Managing relational tables in a database is a topic that all developer will eventually bump into. There are quite a few ways of managing relational data, and the best solution sometimes can be hard to find. As a developer you have to look at the scope of the application, the types of tools you have on hand, and where you want the responsibility for the referential integrity to reside. The most often used ways of maintaining referential integrity are as follows:
- foreign key constraints – simply a key in a table that refers to the index of another database table. MySql Server as of 3.23.44 supports this feature in InnoDB based tables. You can use ON DELETE and CASCADE functions to lock in update and delete logic. There are several benefits to pushing the ref. responsibility to the database. Introducing constraints makes it much more difficult for a developer to frell with the database. Also, the processing overhead for checking the tables is moved from the application server to the database layer. This can be good for low horsepower or high demand systems. This also frees the developer from writing code that maintains integrity, such as searching for orphans, etc.
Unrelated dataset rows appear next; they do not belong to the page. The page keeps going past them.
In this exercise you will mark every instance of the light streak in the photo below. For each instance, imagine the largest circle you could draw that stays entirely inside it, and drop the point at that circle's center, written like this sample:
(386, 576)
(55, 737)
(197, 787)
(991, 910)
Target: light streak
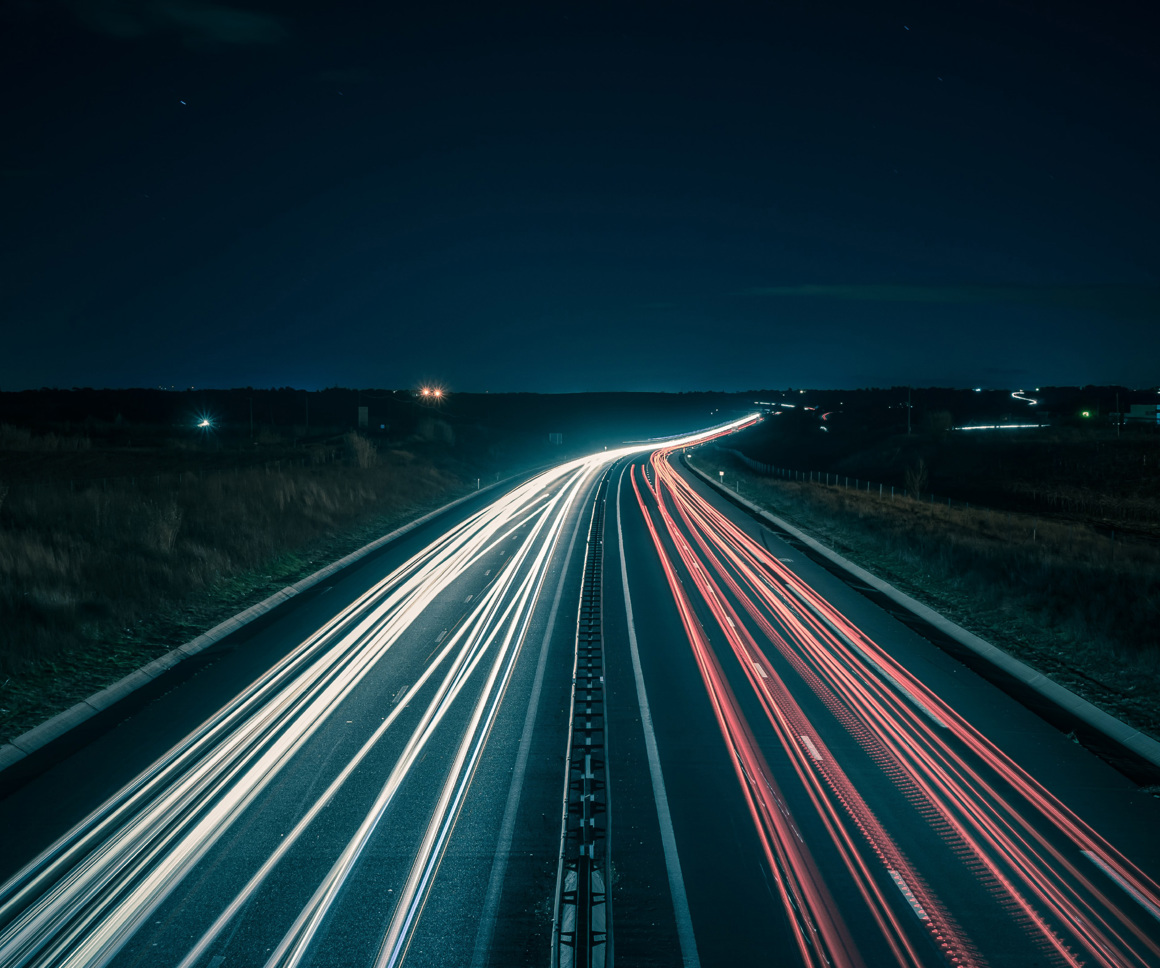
(988, 809)
(82, 898)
- application logic – oh, the joys of writing application code to maintain your database tables. I would have to say that one of the best advantages of maintaining the database from the application layer is the amount of control you have. Also there is the issue of portability. It’s a lot easier to maintain code that doesn’t rely on a specific database set up to work properly. You will have to write more code for sure, but if you know your SQL, the additional lines of code can be fairly minor.
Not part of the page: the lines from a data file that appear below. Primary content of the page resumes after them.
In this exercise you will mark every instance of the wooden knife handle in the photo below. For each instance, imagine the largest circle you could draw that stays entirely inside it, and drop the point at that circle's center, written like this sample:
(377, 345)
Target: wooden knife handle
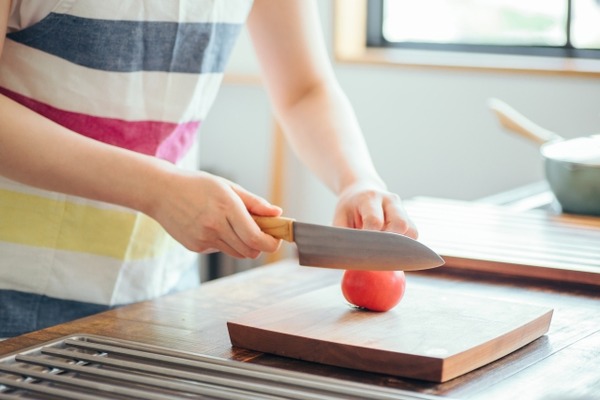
(278, 227)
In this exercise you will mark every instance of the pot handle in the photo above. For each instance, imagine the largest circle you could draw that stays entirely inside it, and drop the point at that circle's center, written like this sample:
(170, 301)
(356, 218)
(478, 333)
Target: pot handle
(517, 123)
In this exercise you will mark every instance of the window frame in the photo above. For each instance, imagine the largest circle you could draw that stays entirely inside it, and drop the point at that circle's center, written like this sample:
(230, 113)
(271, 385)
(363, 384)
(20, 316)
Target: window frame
(351, 45)
(375, 38)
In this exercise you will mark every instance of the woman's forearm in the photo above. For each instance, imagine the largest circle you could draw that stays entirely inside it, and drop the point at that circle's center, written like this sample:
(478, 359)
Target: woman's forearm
(327, 137)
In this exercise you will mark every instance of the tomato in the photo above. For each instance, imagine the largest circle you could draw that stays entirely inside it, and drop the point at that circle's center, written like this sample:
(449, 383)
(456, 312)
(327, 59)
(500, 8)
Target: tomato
(374, 290)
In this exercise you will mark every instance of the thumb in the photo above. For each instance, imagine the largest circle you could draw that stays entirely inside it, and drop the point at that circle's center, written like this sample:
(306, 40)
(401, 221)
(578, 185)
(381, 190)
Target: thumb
(255, 204)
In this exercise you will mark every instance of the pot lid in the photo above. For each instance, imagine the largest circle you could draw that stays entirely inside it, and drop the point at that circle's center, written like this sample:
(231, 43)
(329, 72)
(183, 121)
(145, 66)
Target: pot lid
(585, 150)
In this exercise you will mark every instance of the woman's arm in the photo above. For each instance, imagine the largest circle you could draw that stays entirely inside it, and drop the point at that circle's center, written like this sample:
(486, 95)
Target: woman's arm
(316, 115)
One pitfall I want to mention here is one that some inexperienced coder might fall into, and thats the concept of looping over what should be a JOIN query to produce the same results. Take the example of a table of customers, with a one-to-many relationship to the orders via a relational table to info stored in an orders table. (Each customer has multiple orders.) If the deletion of a customer record mandated the removal of all of their orders from the system, a coder may be temped to retrieve the customer’s id, then query the relational table for all orders that belong to the customer. Once that query is complete the developer will use a loop and a delete query in the application logic to perform the delete. It sounds crazy, but I’ve fixed a ton of applications that suffer from this type of coding.
There are several problems with the above example. The most important issue deals with integrity. If any part of the above fails or is interrupted you will end up with orphaned records in the database. Since the type of coding that produces orphans, rarely provides for their cleanup, you will tend to build a backlog of dead records in your table. nk no good. To a lesser extent, there are serious performance issues to deal with if you are running a loop of deletes against a table.
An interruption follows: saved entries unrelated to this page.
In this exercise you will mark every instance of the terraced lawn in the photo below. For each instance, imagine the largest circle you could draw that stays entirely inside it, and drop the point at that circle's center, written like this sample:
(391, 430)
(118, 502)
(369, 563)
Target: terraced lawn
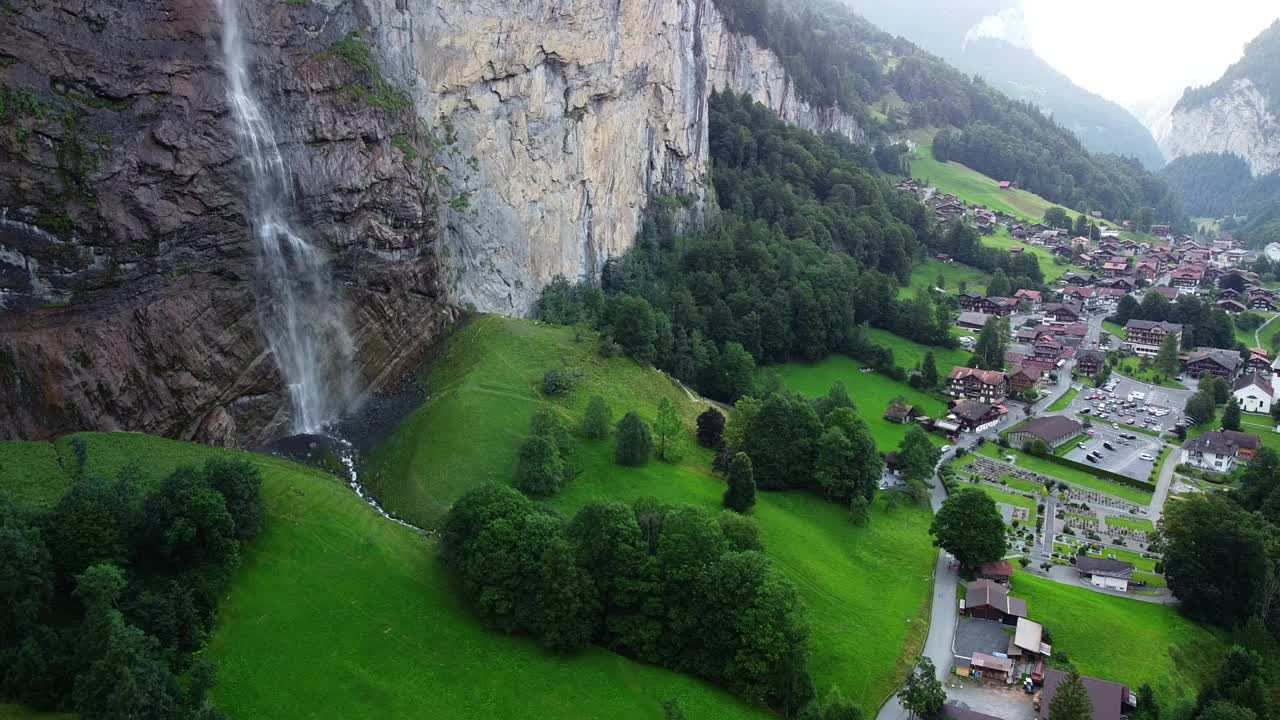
(909, 354)
(924, 276)
(1124, 639)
An overlooked solution to the above issue is that you can use a JOIN in a DELETE just as you can a SELECT. Using the customer / order relation described above, one could do the following:
DELETE orders.*, ordersRelativetoCustomers.*
LEFT JOIN orders
ON ordersRelativetoCustomers.orderId = orders.orderId
WHERE ordersRelativetoCustomers.customerId= ’12’
Using the code above you can delete multiple orders from a single customer without relying on a application logic loop.